Aber die kleinste Schwester flüsterte dem Greise zu: “Das ist nur, weil sie aus einem nordischen Liede gehört hat, dass, wenn die Erde untergeht, doch die nordischen Klippen gleich Bausteinen stehen bleiben werden, deswegen will sie da hinauf, denn sie fürchtet das Untergehen sehr.”
“Ho, ho!” sagte der greise Kobold, “war es so gemeint? Aber was kann die siebente und letzte?”
“Die sechste kommt erst vor der siebten!” sagte der Elfenkönig, denn er konnte rechnen, aber die sechste wollte nicht hervorkommen.
“Ich kann nur den Leuten die Wahrheit sagen!” sagte sie. “Um mich kümmert sich Niemand, und ich habe genug damit zu tun, mein Leichenzeug zu nähen!”
Nun kam die siebente und letzte, und was konnte sie? Ja, sie konnte Märchen erzählen so viel sie wollte.
“Hier sind alle meine fünf Finger!” sagte der greise Kobold, erzähle mir ein Märchen von jedem!”

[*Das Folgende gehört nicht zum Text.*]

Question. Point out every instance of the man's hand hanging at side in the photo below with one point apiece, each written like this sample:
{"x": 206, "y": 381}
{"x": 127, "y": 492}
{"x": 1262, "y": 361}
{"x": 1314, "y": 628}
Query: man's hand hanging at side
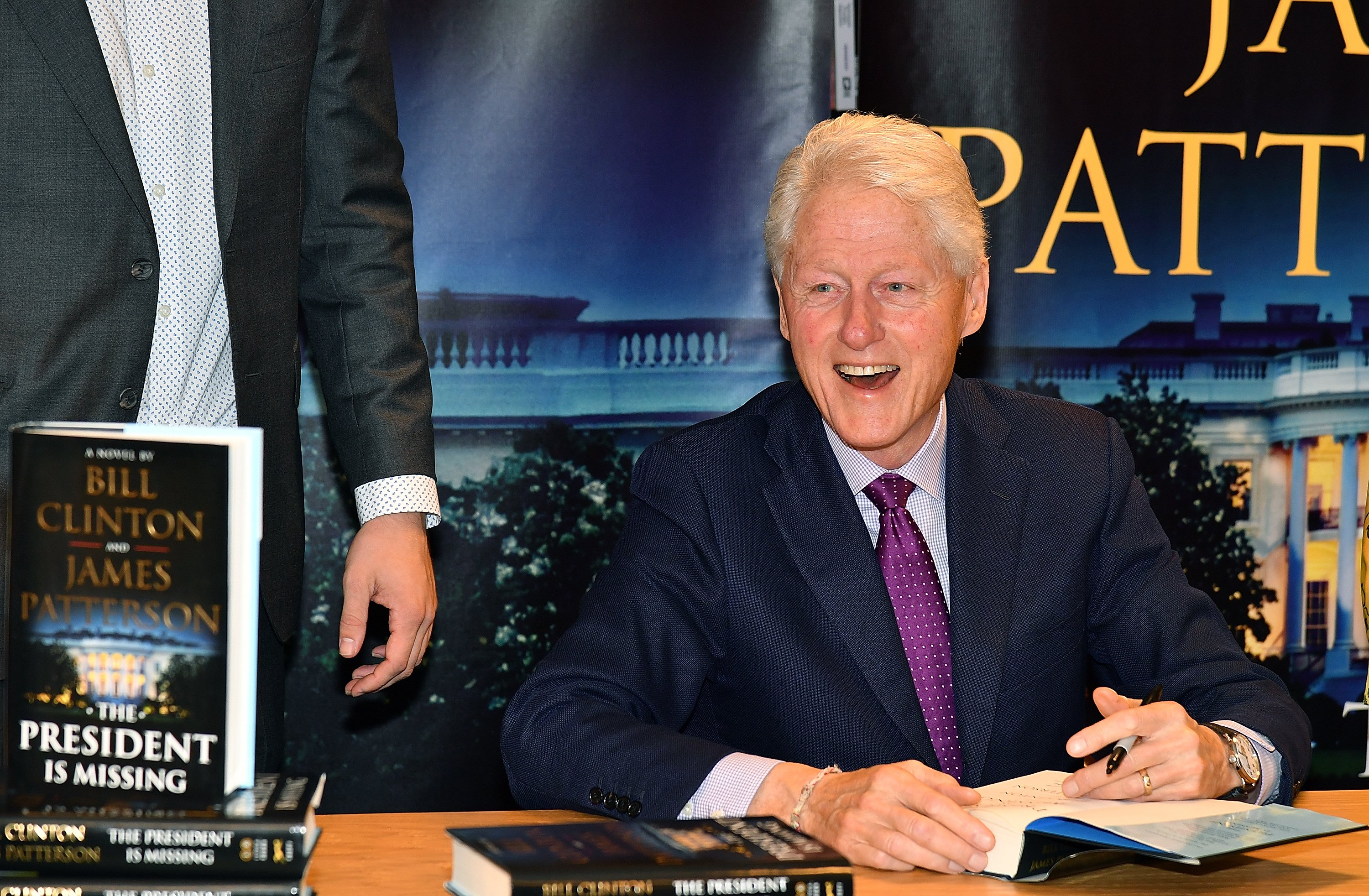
{"x": 388, "y": 564}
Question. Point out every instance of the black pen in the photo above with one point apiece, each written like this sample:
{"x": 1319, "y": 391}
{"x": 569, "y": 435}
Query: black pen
{"x": 1127, "y": 743}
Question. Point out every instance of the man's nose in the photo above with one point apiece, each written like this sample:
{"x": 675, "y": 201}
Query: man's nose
{"x": 862, "y": 326}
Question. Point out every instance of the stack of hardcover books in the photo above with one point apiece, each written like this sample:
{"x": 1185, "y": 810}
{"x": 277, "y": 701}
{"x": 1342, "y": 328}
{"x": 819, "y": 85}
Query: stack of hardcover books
{"x": 259, "y": 844}
{"x": 132, "y": 609}
{"x": 715, "y": 857}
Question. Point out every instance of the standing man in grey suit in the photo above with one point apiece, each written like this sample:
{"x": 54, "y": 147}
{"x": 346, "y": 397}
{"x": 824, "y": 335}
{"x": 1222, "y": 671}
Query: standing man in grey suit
{"x": 181, "y": 184}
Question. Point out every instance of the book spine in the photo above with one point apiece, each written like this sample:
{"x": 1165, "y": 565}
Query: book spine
{"x": 107, "y": 887}
{"x": 792, "y": 884}
{"x": 187, "y": 850}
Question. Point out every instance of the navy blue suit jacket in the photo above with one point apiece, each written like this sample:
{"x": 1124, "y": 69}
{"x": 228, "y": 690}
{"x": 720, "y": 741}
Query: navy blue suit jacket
{"x": 744, "y": 609}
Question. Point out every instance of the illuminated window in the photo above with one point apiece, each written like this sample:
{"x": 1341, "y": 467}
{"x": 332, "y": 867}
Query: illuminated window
{"x": 1241, "y": 500}
{"x": 1317, "y": 593}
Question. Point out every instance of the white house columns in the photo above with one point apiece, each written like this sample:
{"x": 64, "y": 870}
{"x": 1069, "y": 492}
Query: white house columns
{"x": 1348, "y": 557}
{"x": 1296, "y": 639}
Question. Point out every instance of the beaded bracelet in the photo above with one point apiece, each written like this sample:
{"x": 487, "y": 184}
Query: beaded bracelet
{"x": 805, "y": 794}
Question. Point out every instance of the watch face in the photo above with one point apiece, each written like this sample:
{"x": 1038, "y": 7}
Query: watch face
{"x": 1246, "y": 757}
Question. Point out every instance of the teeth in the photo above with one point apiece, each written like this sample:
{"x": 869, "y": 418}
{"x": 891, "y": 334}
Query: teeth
{"x": 870, "y": 370}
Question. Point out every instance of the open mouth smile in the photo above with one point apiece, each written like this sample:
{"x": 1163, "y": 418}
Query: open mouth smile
{"x": 868, "y": 375}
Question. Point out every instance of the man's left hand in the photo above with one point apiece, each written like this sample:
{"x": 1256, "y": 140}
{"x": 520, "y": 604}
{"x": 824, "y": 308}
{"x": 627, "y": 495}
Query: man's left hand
{"x": 1183, "y": 758}
{"x": 388, "y": 564}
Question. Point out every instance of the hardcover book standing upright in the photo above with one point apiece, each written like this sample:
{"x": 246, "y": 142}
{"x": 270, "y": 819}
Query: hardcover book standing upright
{"x": 132, "y": 616}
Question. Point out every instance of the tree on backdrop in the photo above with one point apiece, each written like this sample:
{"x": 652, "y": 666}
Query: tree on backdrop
{"x": 536, "y": 531}
{"x": 1194, "y": 501}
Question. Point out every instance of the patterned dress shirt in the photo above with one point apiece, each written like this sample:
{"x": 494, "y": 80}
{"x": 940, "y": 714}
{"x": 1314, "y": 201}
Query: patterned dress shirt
{"x": 733, "y": 783}
{"x": 158, "y": 55}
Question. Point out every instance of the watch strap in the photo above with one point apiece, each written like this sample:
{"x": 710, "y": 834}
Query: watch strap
{"x": 1228, "y": 738}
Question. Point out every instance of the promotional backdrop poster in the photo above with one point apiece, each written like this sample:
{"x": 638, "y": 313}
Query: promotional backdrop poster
{"x": 589, "y": 184}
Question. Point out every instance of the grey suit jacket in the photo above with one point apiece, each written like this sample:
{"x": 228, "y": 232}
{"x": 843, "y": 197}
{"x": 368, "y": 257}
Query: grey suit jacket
{"x": 314, "y": 222}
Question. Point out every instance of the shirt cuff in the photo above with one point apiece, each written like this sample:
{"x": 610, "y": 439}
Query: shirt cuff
{"x": 1271, "y": 764}
{"x": 399, "y": 494}
{"x": 729, "y": 788}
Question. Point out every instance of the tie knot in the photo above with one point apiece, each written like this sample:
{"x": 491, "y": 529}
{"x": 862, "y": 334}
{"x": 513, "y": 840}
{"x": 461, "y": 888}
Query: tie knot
{"x": 889, "y": 493}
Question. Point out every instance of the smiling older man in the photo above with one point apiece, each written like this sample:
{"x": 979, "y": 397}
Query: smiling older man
{"x": 890, "y": 569}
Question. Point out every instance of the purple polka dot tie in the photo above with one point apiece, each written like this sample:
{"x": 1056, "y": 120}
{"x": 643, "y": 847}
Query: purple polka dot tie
{"x": 923, "y": 621}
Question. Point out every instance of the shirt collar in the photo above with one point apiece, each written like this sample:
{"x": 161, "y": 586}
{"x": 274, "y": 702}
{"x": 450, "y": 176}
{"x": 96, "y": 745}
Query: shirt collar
{"x": 926, "y": 469}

Die Elfe fasste ihn um das Handgelenk, und er lachte, dass es in ihm gluckte, und als sie zum Goldfinger kam, der einen Goldring umhatte, als ob er wisse, dass Verlobung sein sollte, sagte der greise Kobold: “Halte fest, was Du hast, die Hand ist Dein, Dich will ich selbst zur Frau haben!”
Die Elfe sagte, dass die Märchen vom Goldfinger und vom kleinen Peter Spielmann noch fehlen.
“Diese wollen wir im Winter hören!” sagte der greise Kobold. “Von der Tanne wollen wir hören und von der Birke und von den Geistergeschenken und von dem klingenden Frost! Du sollst schon erzählen, denn das versteht noch Keiner so recht dort oben. – Und dann wollen wir in der Steinstube, wo der Kienspan brennt, sitzen und Met aus den goldenen Hörnern der alten nordischen Könige trinken. Der Nick hat mir ein Paar geschenkt, und wenn wir dann sitzen, so kommt die Nixe zum Besuch; sie singt Dir alle Lieder der Hirtenmädchen im Gebirge. Das wird munter werden! Der Lachs wird im Wassersturz springen und gegen die Steinwände schlagen, aber er kommt doch nicht herein! – Ja, es ist gut sein in dem lieben alten Norwegen! Aber wo sind die Jungen?”
Ja, wo waren die? Sie liefen auf dem Felde herum und bliesen die Irrlichter aus, die so gutmütig kamen, um den Fackelzug zu bringen.
“Was ist das für ein Herumstreichen!” sagte der greise Kobold. “Ich habe mir eine Mutter für euch genommen, nun könnt ihr eine Tante nehmen!”
Aber die Jungen sagten, dass sie am liebsten eine Rede halten und Brüderschaft trinken wollten, zum Heiraten haben sie keine Lust. – Und nun hielten sie Reden, tranken Brüderschaft und machten die Nagelprobe, um zu zeigen, dass sie ausgetrunken hatten. Darauf zogen sie die Röcke aus und legten sich auf den Tisch, um zu schlafen, denn sie hatten kein Bett. Aber der greise Kobold tanzte mit seiner jungen Braut in der Stube herum und wechselte Stiefel mit ihr, denn das ist feiner als Ringe wechseln. “Nun kräht der Hahn!” sagte die alte Elfe, welches das Hauswesen besorgte. “Nun müssen wir die Fensterläden schließen, damit die Sonne uns nicht verbrennt!”
Dann schloss sich der Hügel.
Aber draußen liefen die Eidechsen in den geborsteten Baume auf und nieder und die eine sagte zur andern:
“O, wie mir der nordische greise Kobold gefiel!”
“Mir gefallen die Knaben besser!” sagte der Regenwurm, aber er konnte ja nicht sehen, das elende Tier.